On a recent segment of KCUR-FM’s Up to Date, the University of Missouri-Kansas City’s Ethics Professors tackle the issue of Congressional pay during a shutdown.
Wayne Vaught is dean of the College of Arts and Sciences, professor of philosophy and medicine, and director of the Center for Applied and Professional Ethics at UMKC. His primary research focus is in the area of biomedical ethics, with an emphasis on ethical issues in pediatrics. He received a bachelor’s degree in philosophy, psychology and religion at Georgetown College in Georgetown, Ky., a master’s in philosophy at Baylor University, and a Ph.D. in philosophy with a concentration in medical ethics from the University of Tennessee-Knoxville.

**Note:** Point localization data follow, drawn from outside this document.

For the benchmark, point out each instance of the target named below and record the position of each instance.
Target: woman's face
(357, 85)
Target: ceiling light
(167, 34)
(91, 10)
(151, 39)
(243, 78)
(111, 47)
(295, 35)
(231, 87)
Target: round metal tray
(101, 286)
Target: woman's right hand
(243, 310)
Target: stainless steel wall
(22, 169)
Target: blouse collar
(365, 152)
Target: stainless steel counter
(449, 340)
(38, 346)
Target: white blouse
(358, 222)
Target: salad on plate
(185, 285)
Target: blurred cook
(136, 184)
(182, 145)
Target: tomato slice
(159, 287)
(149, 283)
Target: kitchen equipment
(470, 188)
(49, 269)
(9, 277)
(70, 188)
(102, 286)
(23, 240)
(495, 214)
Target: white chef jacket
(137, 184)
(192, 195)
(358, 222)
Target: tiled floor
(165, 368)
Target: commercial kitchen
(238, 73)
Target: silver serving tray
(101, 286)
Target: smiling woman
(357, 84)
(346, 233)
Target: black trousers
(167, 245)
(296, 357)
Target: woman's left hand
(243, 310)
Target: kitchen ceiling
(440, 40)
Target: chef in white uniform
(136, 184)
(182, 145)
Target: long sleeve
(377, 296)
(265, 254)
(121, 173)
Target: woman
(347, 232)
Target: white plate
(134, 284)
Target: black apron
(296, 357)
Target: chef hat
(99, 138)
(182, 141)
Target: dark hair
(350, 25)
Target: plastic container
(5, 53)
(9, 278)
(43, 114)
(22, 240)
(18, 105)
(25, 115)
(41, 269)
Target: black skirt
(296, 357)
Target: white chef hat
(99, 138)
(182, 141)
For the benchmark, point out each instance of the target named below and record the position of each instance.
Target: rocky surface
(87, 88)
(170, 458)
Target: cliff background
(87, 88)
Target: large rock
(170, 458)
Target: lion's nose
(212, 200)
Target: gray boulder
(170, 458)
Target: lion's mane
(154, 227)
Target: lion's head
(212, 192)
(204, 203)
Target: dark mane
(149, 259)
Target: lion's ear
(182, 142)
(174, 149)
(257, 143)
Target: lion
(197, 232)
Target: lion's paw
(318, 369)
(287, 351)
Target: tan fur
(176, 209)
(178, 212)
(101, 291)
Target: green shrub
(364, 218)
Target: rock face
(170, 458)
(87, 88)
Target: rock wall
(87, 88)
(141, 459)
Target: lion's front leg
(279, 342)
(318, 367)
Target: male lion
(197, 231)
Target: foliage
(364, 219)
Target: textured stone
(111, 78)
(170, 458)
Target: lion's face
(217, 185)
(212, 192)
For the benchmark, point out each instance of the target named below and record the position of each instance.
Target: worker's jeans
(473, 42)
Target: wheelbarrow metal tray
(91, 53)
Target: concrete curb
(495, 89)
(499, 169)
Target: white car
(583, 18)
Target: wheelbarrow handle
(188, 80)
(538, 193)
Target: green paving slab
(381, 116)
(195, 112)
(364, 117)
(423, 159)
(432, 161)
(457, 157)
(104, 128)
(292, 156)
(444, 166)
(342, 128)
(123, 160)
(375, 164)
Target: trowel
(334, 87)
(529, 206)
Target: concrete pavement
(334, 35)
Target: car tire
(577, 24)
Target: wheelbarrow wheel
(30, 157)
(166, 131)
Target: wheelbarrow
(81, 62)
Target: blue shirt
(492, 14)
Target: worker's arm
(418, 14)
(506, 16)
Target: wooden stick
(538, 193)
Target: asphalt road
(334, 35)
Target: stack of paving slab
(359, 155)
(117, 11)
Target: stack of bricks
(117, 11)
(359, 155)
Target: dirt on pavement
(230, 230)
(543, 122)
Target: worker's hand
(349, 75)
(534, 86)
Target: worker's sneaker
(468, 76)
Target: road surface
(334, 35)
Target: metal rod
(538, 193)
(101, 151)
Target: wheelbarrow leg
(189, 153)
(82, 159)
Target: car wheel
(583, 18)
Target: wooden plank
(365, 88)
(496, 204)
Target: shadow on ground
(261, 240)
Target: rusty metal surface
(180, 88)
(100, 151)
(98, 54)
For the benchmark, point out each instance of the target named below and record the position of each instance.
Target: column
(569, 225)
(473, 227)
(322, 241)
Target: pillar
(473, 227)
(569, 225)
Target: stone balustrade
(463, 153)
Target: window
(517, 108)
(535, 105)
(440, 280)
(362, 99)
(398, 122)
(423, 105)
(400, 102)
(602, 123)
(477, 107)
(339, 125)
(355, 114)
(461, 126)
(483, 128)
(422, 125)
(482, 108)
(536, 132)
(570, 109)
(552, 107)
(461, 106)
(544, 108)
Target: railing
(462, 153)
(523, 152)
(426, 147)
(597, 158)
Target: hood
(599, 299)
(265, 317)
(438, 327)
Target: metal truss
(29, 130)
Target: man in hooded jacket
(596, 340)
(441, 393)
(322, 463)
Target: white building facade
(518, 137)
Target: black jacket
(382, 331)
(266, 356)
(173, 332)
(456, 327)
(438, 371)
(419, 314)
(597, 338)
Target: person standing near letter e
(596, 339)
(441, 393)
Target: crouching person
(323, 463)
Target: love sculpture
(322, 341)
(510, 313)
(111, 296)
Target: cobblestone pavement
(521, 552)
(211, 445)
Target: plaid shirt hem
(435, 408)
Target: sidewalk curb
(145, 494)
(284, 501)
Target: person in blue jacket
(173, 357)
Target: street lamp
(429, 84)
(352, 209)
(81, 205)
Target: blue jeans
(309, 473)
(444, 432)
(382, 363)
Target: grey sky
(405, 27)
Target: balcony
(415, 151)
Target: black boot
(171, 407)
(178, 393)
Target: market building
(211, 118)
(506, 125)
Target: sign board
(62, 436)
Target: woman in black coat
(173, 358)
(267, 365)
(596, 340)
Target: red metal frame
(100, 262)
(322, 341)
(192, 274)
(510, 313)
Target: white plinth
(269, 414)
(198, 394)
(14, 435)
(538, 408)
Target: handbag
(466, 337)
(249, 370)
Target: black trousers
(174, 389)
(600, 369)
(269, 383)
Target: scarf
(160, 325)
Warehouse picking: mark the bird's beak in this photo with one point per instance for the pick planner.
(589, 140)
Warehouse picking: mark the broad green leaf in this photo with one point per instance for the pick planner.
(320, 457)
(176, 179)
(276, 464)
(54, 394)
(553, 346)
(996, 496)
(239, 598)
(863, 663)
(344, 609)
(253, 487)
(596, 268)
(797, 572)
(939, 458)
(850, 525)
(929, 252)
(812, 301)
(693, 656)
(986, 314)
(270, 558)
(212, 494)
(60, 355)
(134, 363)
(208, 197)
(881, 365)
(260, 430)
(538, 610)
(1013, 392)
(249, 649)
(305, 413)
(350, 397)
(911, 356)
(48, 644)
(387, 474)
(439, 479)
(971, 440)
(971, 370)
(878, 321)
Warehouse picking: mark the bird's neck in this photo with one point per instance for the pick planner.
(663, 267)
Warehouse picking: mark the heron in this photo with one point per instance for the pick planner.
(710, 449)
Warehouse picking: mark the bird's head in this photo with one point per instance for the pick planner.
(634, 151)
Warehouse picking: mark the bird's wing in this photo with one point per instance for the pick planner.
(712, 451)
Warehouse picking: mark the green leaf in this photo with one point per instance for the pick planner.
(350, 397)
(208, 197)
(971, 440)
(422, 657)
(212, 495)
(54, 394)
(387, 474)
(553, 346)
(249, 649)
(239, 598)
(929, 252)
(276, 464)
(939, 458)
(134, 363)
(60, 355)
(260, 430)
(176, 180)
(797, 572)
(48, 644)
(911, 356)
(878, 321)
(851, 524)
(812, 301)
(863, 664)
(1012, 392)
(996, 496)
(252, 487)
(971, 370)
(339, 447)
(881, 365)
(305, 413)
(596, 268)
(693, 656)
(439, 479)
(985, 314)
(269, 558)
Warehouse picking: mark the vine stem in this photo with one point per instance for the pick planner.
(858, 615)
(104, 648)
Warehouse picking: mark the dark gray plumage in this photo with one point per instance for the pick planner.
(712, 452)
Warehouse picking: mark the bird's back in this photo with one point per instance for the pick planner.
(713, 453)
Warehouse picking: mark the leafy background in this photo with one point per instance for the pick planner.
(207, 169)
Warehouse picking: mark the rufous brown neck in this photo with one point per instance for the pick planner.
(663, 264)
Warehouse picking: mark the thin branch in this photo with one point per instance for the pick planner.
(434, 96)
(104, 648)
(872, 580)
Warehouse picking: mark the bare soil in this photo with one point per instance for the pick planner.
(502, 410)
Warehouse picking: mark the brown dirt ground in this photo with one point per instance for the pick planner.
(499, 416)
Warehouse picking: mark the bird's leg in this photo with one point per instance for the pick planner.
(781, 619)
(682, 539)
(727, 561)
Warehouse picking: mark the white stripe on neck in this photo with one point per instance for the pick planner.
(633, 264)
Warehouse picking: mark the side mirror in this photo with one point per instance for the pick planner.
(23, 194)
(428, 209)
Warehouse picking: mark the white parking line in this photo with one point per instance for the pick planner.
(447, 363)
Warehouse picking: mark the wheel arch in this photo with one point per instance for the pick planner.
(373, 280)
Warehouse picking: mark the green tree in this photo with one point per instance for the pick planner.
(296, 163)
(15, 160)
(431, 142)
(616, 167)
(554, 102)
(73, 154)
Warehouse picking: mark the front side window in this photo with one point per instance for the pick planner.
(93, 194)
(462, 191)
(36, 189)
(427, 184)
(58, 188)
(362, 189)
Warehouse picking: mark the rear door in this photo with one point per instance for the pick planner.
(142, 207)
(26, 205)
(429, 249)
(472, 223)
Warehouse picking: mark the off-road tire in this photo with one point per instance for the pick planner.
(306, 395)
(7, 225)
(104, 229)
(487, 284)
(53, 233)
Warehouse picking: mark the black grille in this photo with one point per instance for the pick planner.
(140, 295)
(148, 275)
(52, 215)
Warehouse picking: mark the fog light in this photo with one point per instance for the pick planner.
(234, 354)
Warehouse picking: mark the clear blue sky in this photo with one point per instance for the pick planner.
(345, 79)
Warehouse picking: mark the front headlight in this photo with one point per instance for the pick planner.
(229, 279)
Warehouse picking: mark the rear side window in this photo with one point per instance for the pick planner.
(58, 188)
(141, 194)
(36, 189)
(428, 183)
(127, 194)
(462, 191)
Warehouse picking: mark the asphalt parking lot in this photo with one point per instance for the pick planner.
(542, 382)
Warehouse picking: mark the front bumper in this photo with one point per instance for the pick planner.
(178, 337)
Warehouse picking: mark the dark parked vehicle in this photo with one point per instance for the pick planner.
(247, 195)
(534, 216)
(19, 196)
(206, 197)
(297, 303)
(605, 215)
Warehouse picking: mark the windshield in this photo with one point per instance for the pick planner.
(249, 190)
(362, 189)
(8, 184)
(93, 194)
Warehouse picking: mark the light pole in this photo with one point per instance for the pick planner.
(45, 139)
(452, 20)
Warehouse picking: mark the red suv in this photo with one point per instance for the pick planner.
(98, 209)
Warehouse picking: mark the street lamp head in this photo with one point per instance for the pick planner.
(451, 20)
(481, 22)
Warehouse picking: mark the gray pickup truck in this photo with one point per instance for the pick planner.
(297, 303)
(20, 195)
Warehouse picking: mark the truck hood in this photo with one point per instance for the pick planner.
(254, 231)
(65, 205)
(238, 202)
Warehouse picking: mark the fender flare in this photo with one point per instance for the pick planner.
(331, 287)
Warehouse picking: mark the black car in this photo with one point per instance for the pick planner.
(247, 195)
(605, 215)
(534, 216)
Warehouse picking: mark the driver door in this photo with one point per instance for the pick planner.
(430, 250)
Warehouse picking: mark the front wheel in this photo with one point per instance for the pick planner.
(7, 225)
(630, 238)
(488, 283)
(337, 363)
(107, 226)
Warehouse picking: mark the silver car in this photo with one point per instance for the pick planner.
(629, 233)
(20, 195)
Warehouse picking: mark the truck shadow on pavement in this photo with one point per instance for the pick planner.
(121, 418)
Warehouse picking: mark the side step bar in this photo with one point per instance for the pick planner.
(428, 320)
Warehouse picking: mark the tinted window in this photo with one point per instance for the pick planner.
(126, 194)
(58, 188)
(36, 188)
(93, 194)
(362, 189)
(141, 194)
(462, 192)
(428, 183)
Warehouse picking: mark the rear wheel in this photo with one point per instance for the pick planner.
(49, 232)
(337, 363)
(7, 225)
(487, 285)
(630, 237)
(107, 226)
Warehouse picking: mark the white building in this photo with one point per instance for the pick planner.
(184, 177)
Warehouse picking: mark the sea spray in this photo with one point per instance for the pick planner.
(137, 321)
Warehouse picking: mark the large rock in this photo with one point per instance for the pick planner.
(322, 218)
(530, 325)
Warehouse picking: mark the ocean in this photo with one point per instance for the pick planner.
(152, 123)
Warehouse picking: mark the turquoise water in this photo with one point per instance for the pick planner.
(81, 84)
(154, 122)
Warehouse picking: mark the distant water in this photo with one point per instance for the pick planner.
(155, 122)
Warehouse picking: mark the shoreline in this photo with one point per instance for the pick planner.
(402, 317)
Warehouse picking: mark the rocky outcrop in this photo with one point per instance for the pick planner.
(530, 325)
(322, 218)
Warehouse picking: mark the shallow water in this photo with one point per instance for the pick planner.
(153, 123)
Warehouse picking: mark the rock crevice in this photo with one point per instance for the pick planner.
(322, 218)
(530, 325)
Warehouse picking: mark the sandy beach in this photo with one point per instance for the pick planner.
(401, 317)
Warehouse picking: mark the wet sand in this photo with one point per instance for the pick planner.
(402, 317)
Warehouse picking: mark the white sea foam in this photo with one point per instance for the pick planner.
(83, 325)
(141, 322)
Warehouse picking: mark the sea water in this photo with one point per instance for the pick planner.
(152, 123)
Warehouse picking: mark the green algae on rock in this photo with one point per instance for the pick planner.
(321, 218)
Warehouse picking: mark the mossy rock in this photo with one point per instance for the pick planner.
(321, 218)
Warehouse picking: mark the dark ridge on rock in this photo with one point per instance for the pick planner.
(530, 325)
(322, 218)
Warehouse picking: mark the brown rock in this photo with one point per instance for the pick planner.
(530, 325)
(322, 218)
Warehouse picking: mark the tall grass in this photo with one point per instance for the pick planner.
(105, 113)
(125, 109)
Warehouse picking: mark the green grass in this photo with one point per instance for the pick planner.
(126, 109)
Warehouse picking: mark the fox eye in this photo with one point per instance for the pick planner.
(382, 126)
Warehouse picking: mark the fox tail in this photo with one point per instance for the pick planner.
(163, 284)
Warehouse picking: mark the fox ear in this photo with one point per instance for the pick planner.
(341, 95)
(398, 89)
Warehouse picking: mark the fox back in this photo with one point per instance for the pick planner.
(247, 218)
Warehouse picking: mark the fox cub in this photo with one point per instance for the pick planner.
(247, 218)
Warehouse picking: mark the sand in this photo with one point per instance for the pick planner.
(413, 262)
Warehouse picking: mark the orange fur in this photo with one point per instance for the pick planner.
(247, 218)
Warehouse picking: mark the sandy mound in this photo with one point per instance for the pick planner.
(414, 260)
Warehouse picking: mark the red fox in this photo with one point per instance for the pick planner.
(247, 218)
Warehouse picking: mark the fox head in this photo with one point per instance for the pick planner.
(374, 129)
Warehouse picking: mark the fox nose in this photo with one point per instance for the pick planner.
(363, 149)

Clancy Martin is a professor of philosophy at UMKC. He works on 19th and 20th Century European philosophy, the intersections of philosophy and literature, and the ethics of advertising and selling. Clancy has authored, coauthored and edited several books in philosophy, including Love, Lies, and Marriage; The Philosophy of Deception; and with Robert Solomon and Joanne Ciulla, Honest Work. He has published more than two dozen articles and reviews on Kierkegaard, Nietzsche, Romanticism and the virtue of truthfulness and has also translated Nietzsche’s Thus Spoke Zarathustra. Clancy also publishes fiction in Noon, McSweeney’s and elsewhere. Clancy earned his Ph.D. in 2003 from the University of Texas at Austin.